Friday 24 June 2011

Advertising really works. It also really costs.

Joshua was watching me clean the loo earlier this week.
"Is that Harvic power plus?", he asked.
"Uh, yes sweetheart."  (I decided not to pick up on his mispronunciation of 'Harpic'.)
"I thought it was", he stated matter-of-factly.  "I saw it on the telly and I thought it was a good thing to buy".
"Why's it a good thing to buy sweety?", I asked.
"Because", (and at this point, he made a sweeping motion with his arm as though squirting toilet cleaner around the bowl) "it kills all the germs."

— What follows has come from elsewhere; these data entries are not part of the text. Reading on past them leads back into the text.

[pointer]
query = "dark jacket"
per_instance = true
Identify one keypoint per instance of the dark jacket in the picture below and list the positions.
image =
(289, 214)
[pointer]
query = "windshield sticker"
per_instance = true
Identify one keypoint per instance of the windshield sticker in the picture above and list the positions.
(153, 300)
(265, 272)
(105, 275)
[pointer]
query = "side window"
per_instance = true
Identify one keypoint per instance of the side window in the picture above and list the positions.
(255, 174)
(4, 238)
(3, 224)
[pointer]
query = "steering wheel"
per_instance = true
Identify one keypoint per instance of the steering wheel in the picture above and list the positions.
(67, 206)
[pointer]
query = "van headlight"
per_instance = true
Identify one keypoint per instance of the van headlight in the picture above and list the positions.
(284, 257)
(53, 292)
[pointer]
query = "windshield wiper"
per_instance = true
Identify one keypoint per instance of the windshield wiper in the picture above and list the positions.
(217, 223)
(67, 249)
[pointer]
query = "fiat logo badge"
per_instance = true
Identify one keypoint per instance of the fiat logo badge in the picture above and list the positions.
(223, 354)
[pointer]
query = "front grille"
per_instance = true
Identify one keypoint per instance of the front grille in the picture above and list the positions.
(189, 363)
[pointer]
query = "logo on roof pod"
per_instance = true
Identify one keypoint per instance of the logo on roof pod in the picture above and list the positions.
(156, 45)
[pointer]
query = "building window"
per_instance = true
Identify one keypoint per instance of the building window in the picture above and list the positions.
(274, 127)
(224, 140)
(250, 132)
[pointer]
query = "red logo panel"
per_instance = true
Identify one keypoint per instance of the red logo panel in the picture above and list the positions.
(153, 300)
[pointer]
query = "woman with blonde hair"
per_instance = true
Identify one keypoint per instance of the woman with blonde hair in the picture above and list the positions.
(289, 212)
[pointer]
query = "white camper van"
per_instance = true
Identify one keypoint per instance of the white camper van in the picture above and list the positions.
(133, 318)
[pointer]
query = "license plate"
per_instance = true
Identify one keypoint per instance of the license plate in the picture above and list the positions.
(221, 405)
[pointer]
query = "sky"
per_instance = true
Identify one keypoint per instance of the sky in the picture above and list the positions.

It's not surprising that people spend money on advertising.  It actually works.
Did you know that in the year 2000 (sorry, old stats) approximately £309 billion was spent on advertising.
Which, when you compare this with the fact that:
"It is estimated that the additional cost of achieving and maintaining universal access to basic education· for all, basic health care for all, reproductive health care for all women, adequate food for all and safe water and sanitation for all is roughly $40 billion a year."  (From UN Human Development Report '98)  Oh, and while we're on numbers, that's the same amount that we spend on a combination of ice cream in Europe and perfumes and pet food in Europe and the US (11bn, 12bn and 17bn respectively)
Oh, and some final rich-poor stats (sorry, I've been distracted from my funny story by scary stats)
"The three richest people have assets that exceed the combined GDP of the 48 least developed countries.
• The 15 richest have assets that exceed the total GDP of Sub-Saharan Africa.
• The wealth of the 32 richest people exceeds the total GDP of South Asia.
• The assets of the 84 richest exceed the GDP of China, the most populous country, with 1.2 billion inhabitants."
(Same source - http://hdr.undp.org/en/media/hdr_1998_en_chap1.pdf)
So, 84 people have more assets than the GDP of one sixth of the world.  Nice.
Sorry - this was a funny story to start with, and now you're feeling bad about the rich-poor divide.  Oh well, that's life...

2 comments:

  1. It is pretty horrendous. And back to the original angle: Millie has sung "Washing machines live longer with Calgon" on more than one occasion. We've never actually bought it though (but maybe she will when she's older!).